French President Emmanuel Macron is back in Paris on Friday after visiting the former Soviet Republics of Kazakhstan and Uzbekistan on Wednesday and Thursday, respectively.
The trip centered around nuclear and renewable energy policy, as France looks to secure sources of stable energy and diplomatic support in a region with deep economic and political ties to Russia.
Macron’s visit was the first to any Central Asian country by a French president since François Mitterrand in 1994. Macron aimed to shore up high-level support for critical energy projects alongside a delegation of French business leaders, as well as strengthen diplomatic ties between the West and former Soviet Union members currently experiencing a trend of waning Russian influence.
French multinational energy corporation TotalEnergies finalized a deal of undisclosed value to provide technical support for the construction of a new wind farm in Kazakhstan, adding to their pre-existing oil and gas operations in the country. Following Russia’s invasion of Ukraine, Kazakhstan became the third largest supplier of oil and gas products to the European Union (behind the United States and Norway).
French rolling stock manufacturer Alstom SA also finalized a deal to build electric trains in Kazakhstan.

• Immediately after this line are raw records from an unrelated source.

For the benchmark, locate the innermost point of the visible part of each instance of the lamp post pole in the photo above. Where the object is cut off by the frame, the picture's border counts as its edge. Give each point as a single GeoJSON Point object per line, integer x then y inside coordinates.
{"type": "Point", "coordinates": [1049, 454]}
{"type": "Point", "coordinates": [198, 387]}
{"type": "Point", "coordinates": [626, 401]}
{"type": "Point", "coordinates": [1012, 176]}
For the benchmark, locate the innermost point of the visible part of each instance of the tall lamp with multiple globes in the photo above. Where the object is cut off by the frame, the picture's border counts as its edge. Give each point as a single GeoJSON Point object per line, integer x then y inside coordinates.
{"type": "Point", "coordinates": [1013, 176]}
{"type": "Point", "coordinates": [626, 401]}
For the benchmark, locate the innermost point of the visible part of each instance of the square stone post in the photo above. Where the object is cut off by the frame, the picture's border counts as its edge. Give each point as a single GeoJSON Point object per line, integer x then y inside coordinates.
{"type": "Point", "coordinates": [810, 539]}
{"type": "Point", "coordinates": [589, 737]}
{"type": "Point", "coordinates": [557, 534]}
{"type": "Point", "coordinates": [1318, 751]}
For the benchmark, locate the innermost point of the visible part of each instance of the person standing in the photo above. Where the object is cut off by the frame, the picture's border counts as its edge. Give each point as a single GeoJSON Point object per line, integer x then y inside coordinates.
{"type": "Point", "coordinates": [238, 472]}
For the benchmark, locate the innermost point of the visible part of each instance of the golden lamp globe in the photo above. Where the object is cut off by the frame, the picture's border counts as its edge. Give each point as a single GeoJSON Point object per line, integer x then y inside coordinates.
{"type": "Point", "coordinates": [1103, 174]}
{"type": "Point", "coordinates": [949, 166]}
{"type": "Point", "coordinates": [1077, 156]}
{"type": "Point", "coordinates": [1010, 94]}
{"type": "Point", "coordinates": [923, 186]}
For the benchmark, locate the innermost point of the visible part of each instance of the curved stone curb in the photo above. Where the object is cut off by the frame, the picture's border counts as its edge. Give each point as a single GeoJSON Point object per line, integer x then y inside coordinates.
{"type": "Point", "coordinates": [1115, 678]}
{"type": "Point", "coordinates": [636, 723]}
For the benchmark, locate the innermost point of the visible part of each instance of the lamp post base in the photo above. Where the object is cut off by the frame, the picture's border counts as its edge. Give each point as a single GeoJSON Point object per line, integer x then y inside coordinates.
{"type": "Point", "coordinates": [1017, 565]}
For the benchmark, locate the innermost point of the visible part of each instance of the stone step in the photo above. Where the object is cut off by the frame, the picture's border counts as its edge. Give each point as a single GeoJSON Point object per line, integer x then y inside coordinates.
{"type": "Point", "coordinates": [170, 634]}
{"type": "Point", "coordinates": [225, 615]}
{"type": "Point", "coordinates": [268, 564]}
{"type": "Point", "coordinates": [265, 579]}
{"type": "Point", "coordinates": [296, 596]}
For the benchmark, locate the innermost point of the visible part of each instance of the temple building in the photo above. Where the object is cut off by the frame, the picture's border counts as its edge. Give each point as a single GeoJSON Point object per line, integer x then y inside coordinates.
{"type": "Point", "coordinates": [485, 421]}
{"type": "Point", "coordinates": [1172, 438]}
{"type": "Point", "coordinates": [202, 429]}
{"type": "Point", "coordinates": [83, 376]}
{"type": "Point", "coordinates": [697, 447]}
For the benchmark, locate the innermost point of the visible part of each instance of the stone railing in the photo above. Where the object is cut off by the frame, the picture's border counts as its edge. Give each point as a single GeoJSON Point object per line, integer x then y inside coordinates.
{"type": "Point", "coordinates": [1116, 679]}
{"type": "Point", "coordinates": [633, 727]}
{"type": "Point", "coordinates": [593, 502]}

The energy scope of Macron’s visit extends beyond conventional sources. The French nuclear system consumes an average of 8,000 tons of uranium per year, with 37.3% of French uranium imports coming from Kazakhstan in 2022 and 12.9% coming from Uzbekistan. Just over 20% of France’s 2022 imports came from Niger, where recent political instability has led French policymakers to actively seek increased imports from other sources.
France is the world’s leading nuclear energy provider on a per-capita basis. It has 18 active nuclear plants with 56 reactors that account for over two-thirds of the country’s total annual electricity generation, and depends on a stable, diversified supply of uranium.
French nuclear energy provider EDF is one of four finalists for a contract for Kazakhstan’s first domestic nuclear power plant, alongside Russian, Chinese and Korean firms (Kazakh voters have yet to approve plans for the plant via referendum).
The chairman and CEO of French uranium miner Orano, which already has operations in Kazakhstan, were each also a part of Macron’s delegation to Kazakhstan and Uzbekistan, RFI reforted Wednesday.
Kazakh President Kassym-Jomart Tokayev described France as a “key and reliable partner” in a joint press conference on Wednesday.
Macron’s trip to Uzbekistan, Central Asia’s most populous country, was relatively light in terms of concrete impact on global energy markets. The French President left with a commitment from Uzbek president Shavkar Mirziyoyev to build a “strategic partnership” between their two countries.
After a meeting with Orano executives, president Mirziyoyev’s office said it “supported initiatives to expand cooperation in the exploration and mining of uranium,” suggesting relatively enhanced ties between the two countries in the near future.
Macron’s trip is a play for French and European energy security, and it also serves a geopolitical priority of the West in operating in Russia’s traditional sphere of influence.
“I don’t underestimate by any means the geopolitical difficulties, the pressures … that some may be putting on you,” President Macron told his Kazakh counterpart on Wednesday.
Macron has recently shown a penchant for geopolitically provocative state visits, and this past week’s trip appears to be no exception.